How to choose tech projects
Some suggestions on how to find project ideas worth building
This blog post won’t tell you what to build, but will help with how to find projects relevant to your interests, skills or aims.
Benefits
Some projects or challenges in this post are just for the sake of solving a problem and growing, then you might never use look or look at that code again. Some will be projects you can actually continue to run or reference after you’ve finished writing them. Either way, these projects will help to sharpen your tech skills and problem-solving abilities by pushing yourself into using new tools or ways of thinking or solving a problem you hadn’t thought of or didn’t even know was a thing.

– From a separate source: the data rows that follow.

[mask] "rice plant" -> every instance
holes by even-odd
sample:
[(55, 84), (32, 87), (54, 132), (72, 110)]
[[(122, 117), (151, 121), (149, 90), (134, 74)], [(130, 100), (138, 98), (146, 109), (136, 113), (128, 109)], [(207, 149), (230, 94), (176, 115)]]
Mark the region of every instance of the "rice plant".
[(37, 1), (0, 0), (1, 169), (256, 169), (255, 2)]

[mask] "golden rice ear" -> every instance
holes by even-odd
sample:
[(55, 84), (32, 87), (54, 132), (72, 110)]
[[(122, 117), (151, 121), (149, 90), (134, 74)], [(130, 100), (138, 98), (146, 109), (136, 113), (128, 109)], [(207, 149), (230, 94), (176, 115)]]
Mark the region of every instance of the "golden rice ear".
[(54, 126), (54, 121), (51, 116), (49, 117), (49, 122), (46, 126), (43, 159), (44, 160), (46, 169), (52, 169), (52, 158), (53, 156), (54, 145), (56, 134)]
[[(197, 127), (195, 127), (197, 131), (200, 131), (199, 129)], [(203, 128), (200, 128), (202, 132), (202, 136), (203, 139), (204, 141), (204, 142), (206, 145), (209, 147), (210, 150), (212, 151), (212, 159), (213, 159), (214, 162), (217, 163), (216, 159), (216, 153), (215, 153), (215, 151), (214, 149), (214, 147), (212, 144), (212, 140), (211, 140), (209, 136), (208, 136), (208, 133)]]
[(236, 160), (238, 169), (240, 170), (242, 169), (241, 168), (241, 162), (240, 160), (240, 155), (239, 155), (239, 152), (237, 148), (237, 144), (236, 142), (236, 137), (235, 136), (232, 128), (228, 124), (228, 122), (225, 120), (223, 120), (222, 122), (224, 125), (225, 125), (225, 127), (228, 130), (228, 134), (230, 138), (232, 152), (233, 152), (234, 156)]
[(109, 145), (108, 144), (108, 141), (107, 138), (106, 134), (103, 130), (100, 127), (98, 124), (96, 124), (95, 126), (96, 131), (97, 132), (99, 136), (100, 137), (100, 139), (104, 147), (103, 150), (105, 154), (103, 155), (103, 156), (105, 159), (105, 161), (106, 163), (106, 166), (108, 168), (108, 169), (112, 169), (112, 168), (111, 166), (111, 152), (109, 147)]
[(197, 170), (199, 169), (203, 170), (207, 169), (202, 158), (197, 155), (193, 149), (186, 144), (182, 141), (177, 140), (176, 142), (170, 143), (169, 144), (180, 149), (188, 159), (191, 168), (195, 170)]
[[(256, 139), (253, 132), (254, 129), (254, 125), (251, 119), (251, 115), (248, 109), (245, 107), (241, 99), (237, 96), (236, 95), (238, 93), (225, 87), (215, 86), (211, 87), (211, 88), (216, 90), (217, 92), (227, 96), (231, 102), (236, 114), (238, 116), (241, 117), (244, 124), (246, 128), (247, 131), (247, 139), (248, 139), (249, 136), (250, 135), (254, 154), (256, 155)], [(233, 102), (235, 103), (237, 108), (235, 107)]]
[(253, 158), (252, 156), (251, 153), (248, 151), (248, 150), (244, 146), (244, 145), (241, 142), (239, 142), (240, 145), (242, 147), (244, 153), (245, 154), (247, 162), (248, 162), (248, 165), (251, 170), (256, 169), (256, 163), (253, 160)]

Why find new projects or code challenges?
They can help you to:
- Find what you are weak or strong at
- Give you a sense of accomplishment when you solve them
- Open your mind to different ways of thinking and multiple ways to solve a problem
- Focus on the logic rather than the syntax
- Solve tech problems in your own projects or work projects
- Improve skill and confidence when answering code challenges / technical assessments for job interviews. These come up often - I’ve been through typed, written and verbal challenges in interviews.
Code challenges
If you get bored and can’t think of anything original to build, try finding a list of code challenges to solve.
Some places to start:
- List of programming ideas, grouped by topic or difficulty.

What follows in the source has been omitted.